All of this looks suspiciously like a single colon ":" or octothorpe "#" has
been omitted.

- a router or transport's first line, its name or label, must be terminated with
a colon, ELSE it may be seen as a continuation of a previous sibling, pure
garbage, or something half-way interpretable. None of these are good.

- a hostlist must have a colon (or other specifically-substituted character)
between each entry and the next. ELSE confusion.

- a comment line must start with an octothorpe, ELSE either confusion or an
attempt to parse the text as something not intended.

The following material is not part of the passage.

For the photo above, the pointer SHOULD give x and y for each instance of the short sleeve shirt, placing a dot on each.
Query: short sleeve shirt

Exim will spot the really obvious, and even most of the quite obscure errors
when it is started/restarted, tell you what it thinks the problem is, and cite
the offending configure file line number. You may not see these unless you are
either perusing the ~/exim/paniclog OR using a shell command directly to
start/restart/reload the service over ssh.

....which is where you may want to begin w/r troubleshooting if ou have not
already done so..

if neither stderr/stdio or ~/paniclog is showing an error, then your error is a
very subtle one indeed. Something Exim would do if it could, even if it is not
what you wanted.

To give an example - I once left-out a line terminator "\" .. which had the
effect of Exim complaining NOT, but creating a Maildir structure with the rather
long and odd name of -

would you believe the entire SQL query clause that had been mean to *find* the
user's Maildir path, not *become* it.

;-)

But it then stored messages there and no mail was lost.. so...

Never forget that a computer is nothing more than a high-speed idiot.